Para la médica Xiomara Ruiz Hernández, todavía muchas personas no se han sensibilizado con este problema.
«Tenemos que hacer algo porque hay muchos matrimonios que viven en la violencia», asegura a SEMlac esta profesional, residente en La Conchita y quien ha servido de apoyo durante años allí para Alba María y otras mujeres víctimas de maltrato.
Marcas de cortes en la cara, discusiones casi públicas y golpes puertas adentro de las casas son algunas de las manifestaciones que ella identifica entre las más comunes en su vecindario.

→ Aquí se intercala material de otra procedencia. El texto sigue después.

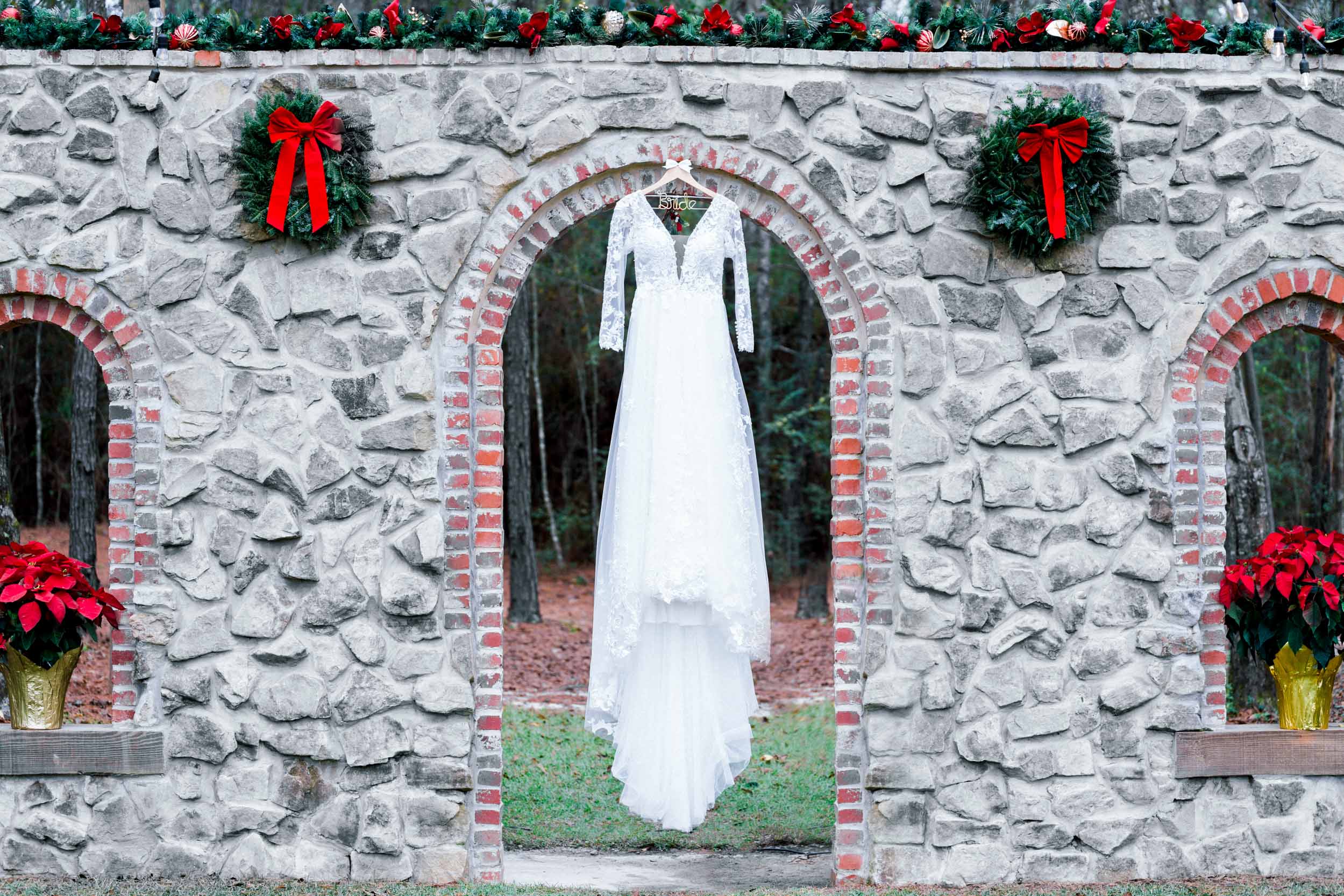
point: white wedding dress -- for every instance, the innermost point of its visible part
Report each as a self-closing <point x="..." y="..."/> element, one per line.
<point x="682" y="605"/>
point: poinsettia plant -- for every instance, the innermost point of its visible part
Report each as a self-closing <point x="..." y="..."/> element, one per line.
<point x="47" y="605"/>
<point x="1288" y="593"/>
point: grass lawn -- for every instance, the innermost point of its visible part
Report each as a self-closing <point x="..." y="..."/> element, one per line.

Aunque varias instituciones en el país podrían brindar atención al problema, la realidad vivenciada por las mujeres y resultados de varias investigaciones confirman que eso no sucede.
«En nuestros estudios emerge que son mucho menores las opciones de las mujeres rurales para romper los ciclos de violencia», reflexiona la profesora holguinera Yuliuva Hernández García.
Ese proceso está ligado también a problemas de precariedad y pobreza que impiden, entre otras cuestiones, que ellas tengan casa propia para irse a vivir con los hijos, agrega la investigadora.
A la hora de valorar por qué las mujeres en estos espacios guardan silencio, la psicóloga Janettee García denota una realidad: la inexistencia de redes de apoyo, la lejanía de los cuerpos policiales ante los cuales llevar la denuncia y la no disponibilidad de medios para desplazarse hacia esos lugares.
Además, la imposibilidad de recibir un apoyo inmediato «porque muchas veces esas personas no tienen familiares cerca, viven un poco recluidas, en lugares distantes de otros personas», precisa.